Identification of KCNJ13 Mutations in Individuals from Two Families with LCA (A) Pedigree of family A, exome sequencing data from patient A-3, and Sanger sequencing results in affected brother A-2 and unaffected sister A-1. Pedigree reveals a recent common ancestor. Exome sequencing was performed in DNA from patient A-3. An R script assessing and plotting homozygous or heterozygous state of detected SNPs was composed. In chromosome 2, long regions of homozygosity were detected; SNPs within them are represented as red lines. Within the largest region of homozygosity, a nonsense mutation was identified in KCNJ13 (c.496C>T [p.Arg166X]). Gene structure of KCNJ13 is presented (reverse strand), comprising of three exons. Coverage depth distribution of the mapped reads along the three exons is shown (Savant Genome Browser; forward reads are in dark blue, reverse in light blue). Sequencing reads showing the homozygous nonsense mutation are presented (IGV viewer; 80 reads total: 11 forward and 69 reverse, 100% adenine).
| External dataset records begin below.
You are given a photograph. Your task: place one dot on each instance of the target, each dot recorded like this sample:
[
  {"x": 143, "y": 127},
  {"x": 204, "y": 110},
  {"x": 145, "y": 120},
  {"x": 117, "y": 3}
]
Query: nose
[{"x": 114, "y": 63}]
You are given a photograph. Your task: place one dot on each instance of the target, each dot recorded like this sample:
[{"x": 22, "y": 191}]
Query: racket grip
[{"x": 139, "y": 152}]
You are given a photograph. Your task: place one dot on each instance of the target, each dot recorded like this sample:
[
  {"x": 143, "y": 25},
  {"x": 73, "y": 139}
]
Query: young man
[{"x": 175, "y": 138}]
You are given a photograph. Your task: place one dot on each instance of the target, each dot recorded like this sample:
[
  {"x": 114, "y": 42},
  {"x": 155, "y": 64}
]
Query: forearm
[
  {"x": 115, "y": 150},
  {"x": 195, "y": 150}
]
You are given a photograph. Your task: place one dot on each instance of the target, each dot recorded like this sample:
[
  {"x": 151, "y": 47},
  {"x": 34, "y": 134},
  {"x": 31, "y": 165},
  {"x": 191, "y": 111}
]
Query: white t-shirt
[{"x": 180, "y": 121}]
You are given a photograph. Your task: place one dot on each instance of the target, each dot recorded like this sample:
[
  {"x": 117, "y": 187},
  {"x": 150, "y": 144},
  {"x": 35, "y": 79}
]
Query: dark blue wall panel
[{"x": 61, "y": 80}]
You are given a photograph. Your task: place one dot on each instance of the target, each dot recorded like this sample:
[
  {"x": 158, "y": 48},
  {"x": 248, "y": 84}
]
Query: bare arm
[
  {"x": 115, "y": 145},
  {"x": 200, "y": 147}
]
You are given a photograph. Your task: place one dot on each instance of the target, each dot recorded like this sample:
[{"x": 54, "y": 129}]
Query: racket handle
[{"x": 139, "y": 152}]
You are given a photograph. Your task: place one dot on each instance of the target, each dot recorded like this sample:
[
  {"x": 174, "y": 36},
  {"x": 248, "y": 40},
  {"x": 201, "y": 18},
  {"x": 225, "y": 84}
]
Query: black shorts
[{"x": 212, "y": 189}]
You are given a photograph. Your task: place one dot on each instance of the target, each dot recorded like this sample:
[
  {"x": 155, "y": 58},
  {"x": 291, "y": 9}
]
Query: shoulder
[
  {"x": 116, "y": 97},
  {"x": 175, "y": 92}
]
Electropherograms of DNA sequence surrounding the p.Arg166X mutation are shown for affected brother A-2 and unaffected sister A-1. (B) Pedigree of family B, electropherograms of DNA sequence surrounding the c.722T>C (p.Leu241Pro) mutation in subjects B-3 and B-2, multiple alignment of ten KCNJ13 orthologs around the mutated amino acid, and schematic representation of Kir7.1. The alignment was performed with ClustalW using the following Ensemble transcripts: Homo sapiens ENST00000233826, Pan troglodytes ENSPTRT0000002418, Macaca mulatta ENSMMUT00000030719, Bos taurus ENSBTAT00000007700, Canis familiaris ENSCAFT00000018359, Mus musculus ENSMUST00000113212, Rattus norvegicus ENSRNOT00000021507, Gallus gallus ENSGALT00000002259, Xenopus tropicalis ENSXETT00000030393, and Danio rerio ENSDART00000063777. The schematic representation of Kir7.1 highlights the structural domains, predicted membrane topology, and the location of mutated residue identified.

Figure 2

Retinal Imaging of Patients and Unaffected Family Members Carrying KCNJ13 Mutations (A) Color photographs of right fundi of patient A-2 (aged 34) and patient A-3 (aged 32) in family A as well as left fundus of patient B-3 in family B (aged 33). Mormal left fundus of 39-year old unaffected c.496C>T (p.Arg166X) carrier (A-1, family A) is also shown. (B) Infrared image and linear spectral domain optical coherence tomography scans (SD-OCT; Spectralis HRA+OCT, Heidelberg Engineering, Heidelberg, Germany) of right (1, 2) and left (3, 4) retina of patient B-3 in family B. Right retina of his 64-year-old unaffected mother (B-1) is also shown for comparison (5). On some occasions, image quality was compromised by unstable fixation due to nystagmus or posterior capsule opacification.

Figure 3

Predicted Protein Structure of a Human Kir7.1 Subunit (A) Overlay of wild-type (WT; green) and mutant (yellow) Kir7.1 monomer models. Similar to other Kir family members, the Kir7.1 monomer is comprised of an α-helical membrane domain and an intracellular domain primarily composed of β sheets (asterisk highlights the position of the c.722T>C [p.Leu241Pro]). (B) Detail of the region around the 241 amino acid. Distortion of the protein secondary structure is evident in the mutant when compared to the wild-type monomer. (C and D) The side chains of the Leu241 (wild-type; blue) and Pro241 (mutant; red) residues are highlighted; the cyclic R group structure of proline bends the amino acid chain. (D) presents detail of (C). The structural model was generated by using the SWISS-MODEL protein homology modeling server; the crystal structure of KirBac1.1 (Protein Data Bank code 1q7b) was used as a template. Similar findings were observed when the structure of cKir2.2 (Protein Data Bank code 3jycA) was used as a template. PyMOL (Delano Scientific, Portland, OR) was used to view the three-dimensional molecular structures.